Em outras palavras, no entendimento da AGU, os pais dos alunos só têm o direito de decidir se seus filhos podem ou não participar de atividades escolares eletivas (optativas, não obrigatórias), que envolvam conteúdos não previstos na Lei de Diretrizes e Bases (LDB) e que extrapolem o currículo básico nacional. É o caso, por exemplo, das aulas de ensino religioso e de educação física, cuja participação, frisa a AGU, é facultativa. Mas não é o caso de aulas que tratem, por exemplo, de temas relacionados a questões de gênero, inseridos no currículo obrigatório por meio de vasta legislação federal.

A lei estadual em questão generaliza e, portanto, fere normas maiores da União (a quem compete legislar sobre o assunto), notadamente a LDB, na medida em que faculta aos pais e responsáveis o direito de “vedar a participação de seus filhos ou de seus dependentes em atividades pedagógicas de gênero realizadas em instituições de ensino públicas e privadas do Espírito Santo”. Tal é a compreensão da AGU.

“Em síntese, o que se observa é que a implementação da facultatividade do ensino de temas antidiscriminatórios no Estado do Espírito Santo ocorreu à revelia de qualquer previsão na legislação federal, em especial na Lei de Diretrizes e Bases da Educação Nacional.”

“Ao dispor em sentido diverso ao que prescreve a legislação federal sobre o tema, o Estado-membro criou um modelo que fragiliza a concretização nacional das diretrizes e bases da educação, desestruturando sua pretensão de uniformidade”, argumentou Jorge Messias, para concluir:

“Desse modo, merece a lei estadual recorte, mediante a técnica de interpretação conforme a Constituição Federal, a fim de que sejam compatibilizados os âmbitos de normatização federal privativa e concorrente estadual, de modo a se estabelecer que o direito parental de escolha veiculado na lei impugnada somente pode ser aplicado a atividades pedagógicas que o currículo escolar considere eletivas ou que extravasem a base curricular mínima exigida pela legislação federal”.

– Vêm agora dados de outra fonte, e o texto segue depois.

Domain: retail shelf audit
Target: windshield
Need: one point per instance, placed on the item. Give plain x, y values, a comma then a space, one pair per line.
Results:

Citando vasta legislação federal sobre o tema (leia abaixo), a AGU ressalta que “conteúdos de inclusão e de tolerância”, visando combater “todas as formas de discriminação”, são impostos, de maneira uniforme, pelo direito federal, a todas as escolas do país:

“A leitura conjunta desses instrumentos permite inferir a existência, no direito federal, de um traço de normatividade uniforme que impõe a introdução, no currículo do ensino básico, de conteúdos de inclusão e de tolerância, voltados a fomentar o combate a todas as formas de discriminação, o que haverá de ser realizado em colaboração com os Estados, o Distrito Federal e os Municípios”.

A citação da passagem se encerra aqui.